А через несколько лет по деревне прошел слух, будто сын Дмитрия Барановского подался в Москву, чтобы научиться чертить планы и по ним строить каменные дома.
— Поехал я не с пустыми руками. У меня были зарисовки церкви в Рыбках и Введенской в Болдине. В те годы возбудился интерес к архитектурной старине, но считалось, что влияние национальной русской зодческой школы, характерной шатровыми верхами, не распространилось западнее Можайска, переместившись на север. Когда в Московском археологическом обществе, объединяющем любителей старины, показал я свои эскизы западных шатровых церквей, ученые мужи ахнули и написали мне сюда поручительную бумагу…
— В каком году это было, Петр Дмитриевич? Давно?
— Не очень, в 1911-м…
У него не хватило терпенья дождаться лета, и на святки он явился в Болднно с братом. Игумен изучил бумажку и разрешил войти во Введенскую церковь, которую никто не посещал тридцать лет. Она была пуста, только в углу стояла огромная старинная печь. На полу лежал снег, нанесенный через окна и сквозные трещины.
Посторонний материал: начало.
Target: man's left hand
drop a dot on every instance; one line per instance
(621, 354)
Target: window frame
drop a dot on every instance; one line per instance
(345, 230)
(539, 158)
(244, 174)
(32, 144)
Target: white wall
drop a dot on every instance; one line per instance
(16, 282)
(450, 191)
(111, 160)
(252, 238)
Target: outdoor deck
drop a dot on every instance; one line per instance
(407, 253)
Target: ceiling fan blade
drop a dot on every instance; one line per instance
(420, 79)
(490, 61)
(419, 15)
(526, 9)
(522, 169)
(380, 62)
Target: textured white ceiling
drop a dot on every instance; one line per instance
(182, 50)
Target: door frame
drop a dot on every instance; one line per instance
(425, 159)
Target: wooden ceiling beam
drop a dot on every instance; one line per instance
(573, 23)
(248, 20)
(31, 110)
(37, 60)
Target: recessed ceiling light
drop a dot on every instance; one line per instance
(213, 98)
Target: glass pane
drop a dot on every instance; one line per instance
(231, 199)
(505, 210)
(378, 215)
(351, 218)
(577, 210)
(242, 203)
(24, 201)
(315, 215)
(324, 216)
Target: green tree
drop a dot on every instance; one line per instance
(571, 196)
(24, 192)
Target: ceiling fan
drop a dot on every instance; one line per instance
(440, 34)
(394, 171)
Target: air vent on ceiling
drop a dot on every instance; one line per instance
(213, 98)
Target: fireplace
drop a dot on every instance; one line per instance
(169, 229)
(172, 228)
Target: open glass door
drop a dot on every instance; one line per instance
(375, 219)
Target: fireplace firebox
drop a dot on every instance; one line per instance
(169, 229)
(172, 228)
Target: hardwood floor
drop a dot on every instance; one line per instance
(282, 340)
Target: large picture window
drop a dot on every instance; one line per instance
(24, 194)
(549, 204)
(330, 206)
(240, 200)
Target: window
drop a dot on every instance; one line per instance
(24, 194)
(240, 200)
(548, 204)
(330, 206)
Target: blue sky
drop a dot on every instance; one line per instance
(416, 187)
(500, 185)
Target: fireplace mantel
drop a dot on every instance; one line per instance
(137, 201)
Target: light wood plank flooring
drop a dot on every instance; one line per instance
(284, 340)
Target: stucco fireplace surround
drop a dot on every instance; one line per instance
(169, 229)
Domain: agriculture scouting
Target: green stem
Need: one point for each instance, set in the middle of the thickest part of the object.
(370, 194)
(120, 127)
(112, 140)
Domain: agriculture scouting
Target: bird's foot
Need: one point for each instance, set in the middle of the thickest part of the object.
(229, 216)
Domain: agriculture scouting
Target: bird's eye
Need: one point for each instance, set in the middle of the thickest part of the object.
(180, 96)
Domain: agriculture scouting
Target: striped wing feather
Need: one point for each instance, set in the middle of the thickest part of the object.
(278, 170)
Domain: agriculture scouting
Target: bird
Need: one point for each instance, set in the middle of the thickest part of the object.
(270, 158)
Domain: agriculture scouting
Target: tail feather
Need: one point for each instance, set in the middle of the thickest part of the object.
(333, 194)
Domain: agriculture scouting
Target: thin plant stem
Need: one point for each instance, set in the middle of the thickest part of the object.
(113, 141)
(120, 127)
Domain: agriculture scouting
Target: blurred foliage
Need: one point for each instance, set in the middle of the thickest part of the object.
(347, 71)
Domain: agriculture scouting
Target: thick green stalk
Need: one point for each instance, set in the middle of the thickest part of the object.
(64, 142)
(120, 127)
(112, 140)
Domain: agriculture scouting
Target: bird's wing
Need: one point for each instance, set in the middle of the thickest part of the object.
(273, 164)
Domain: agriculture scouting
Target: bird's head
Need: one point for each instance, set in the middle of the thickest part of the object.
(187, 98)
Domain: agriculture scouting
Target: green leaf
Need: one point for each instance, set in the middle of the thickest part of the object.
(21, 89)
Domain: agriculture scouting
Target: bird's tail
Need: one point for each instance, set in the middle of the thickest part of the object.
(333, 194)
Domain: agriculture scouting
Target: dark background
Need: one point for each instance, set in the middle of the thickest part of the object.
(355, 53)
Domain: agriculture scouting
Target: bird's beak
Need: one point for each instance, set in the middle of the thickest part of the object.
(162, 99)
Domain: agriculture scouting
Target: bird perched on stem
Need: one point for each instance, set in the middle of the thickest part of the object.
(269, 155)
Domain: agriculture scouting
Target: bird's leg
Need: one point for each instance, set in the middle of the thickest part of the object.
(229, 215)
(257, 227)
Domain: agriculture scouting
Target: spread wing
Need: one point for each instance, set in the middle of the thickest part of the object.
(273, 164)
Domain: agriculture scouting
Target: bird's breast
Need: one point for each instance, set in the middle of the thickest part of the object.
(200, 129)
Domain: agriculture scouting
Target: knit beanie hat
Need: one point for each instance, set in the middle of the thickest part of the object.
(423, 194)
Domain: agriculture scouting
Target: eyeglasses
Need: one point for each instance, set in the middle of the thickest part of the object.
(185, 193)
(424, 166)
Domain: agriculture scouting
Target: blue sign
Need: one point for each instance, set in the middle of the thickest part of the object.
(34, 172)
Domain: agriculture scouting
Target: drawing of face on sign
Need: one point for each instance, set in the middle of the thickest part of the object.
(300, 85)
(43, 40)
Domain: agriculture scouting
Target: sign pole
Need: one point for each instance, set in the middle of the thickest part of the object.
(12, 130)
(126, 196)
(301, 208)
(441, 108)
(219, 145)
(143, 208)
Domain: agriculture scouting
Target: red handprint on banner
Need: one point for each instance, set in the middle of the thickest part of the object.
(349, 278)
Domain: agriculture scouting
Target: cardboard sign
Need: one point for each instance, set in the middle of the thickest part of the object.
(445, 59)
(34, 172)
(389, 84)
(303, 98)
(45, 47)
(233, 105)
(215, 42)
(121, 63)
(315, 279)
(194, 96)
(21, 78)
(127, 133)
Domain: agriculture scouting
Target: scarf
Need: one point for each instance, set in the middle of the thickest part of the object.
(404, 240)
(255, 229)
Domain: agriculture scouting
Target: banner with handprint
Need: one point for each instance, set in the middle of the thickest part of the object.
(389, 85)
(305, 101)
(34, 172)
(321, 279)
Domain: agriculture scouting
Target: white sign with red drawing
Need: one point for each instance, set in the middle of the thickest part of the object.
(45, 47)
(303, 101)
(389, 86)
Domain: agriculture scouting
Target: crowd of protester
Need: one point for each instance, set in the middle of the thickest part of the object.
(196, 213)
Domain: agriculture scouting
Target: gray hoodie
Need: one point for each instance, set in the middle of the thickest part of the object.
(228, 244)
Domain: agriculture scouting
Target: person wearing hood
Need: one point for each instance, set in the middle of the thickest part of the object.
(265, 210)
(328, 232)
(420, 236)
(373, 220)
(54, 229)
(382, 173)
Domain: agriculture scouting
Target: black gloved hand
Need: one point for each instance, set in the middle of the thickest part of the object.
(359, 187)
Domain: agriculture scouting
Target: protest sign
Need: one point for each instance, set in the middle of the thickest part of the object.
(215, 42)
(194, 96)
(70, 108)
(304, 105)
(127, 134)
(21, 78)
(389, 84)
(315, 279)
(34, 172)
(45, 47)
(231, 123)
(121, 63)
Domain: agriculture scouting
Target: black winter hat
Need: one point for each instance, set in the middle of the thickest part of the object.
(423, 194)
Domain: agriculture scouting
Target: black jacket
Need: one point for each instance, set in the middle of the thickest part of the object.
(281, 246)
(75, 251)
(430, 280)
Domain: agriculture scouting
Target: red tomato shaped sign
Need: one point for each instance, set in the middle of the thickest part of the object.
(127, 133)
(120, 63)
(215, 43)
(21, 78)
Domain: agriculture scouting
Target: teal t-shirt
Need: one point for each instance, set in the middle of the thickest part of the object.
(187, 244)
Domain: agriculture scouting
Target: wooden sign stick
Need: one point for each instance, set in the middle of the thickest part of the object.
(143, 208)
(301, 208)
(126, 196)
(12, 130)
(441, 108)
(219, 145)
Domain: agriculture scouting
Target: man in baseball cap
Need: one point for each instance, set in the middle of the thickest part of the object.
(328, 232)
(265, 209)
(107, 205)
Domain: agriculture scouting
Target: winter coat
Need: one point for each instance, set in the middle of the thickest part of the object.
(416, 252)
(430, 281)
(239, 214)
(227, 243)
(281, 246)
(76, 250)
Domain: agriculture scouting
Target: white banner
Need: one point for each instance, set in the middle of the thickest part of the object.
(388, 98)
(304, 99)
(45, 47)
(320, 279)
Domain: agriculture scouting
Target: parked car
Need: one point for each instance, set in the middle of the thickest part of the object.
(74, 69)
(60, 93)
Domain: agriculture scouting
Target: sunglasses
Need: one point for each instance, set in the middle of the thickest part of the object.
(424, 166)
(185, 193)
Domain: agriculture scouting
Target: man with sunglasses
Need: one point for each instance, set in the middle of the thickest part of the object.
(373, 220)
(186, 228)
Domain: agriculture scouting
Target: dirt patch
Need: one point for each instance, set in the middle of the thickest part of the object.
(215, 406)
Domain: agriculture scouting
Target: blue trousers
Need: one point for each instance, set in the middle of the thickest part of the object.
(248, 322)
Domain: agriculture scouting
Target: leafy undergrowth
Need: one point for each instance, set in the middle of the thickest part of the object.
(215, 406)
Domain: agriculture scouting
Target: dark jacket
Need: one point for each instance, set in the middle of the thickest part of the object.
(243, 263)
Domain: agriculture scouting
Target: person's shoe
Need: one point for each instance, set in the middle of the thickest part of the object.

Юноша подошел к печи, смахнул картузом пыль и вздрогнул — открылись ослепительные краски изразцов. Братья сколотили лестницы, собрали по деревне мотки вервья. Карнизы сыпались, разрушенные корнями трав, шатер пронзали забитые кирпичной трухой трещины. Две недели братья, коченея на ветру и— морозе, обмеряли ветхий памятник и примыкающую к нему трапезную палату XVI века.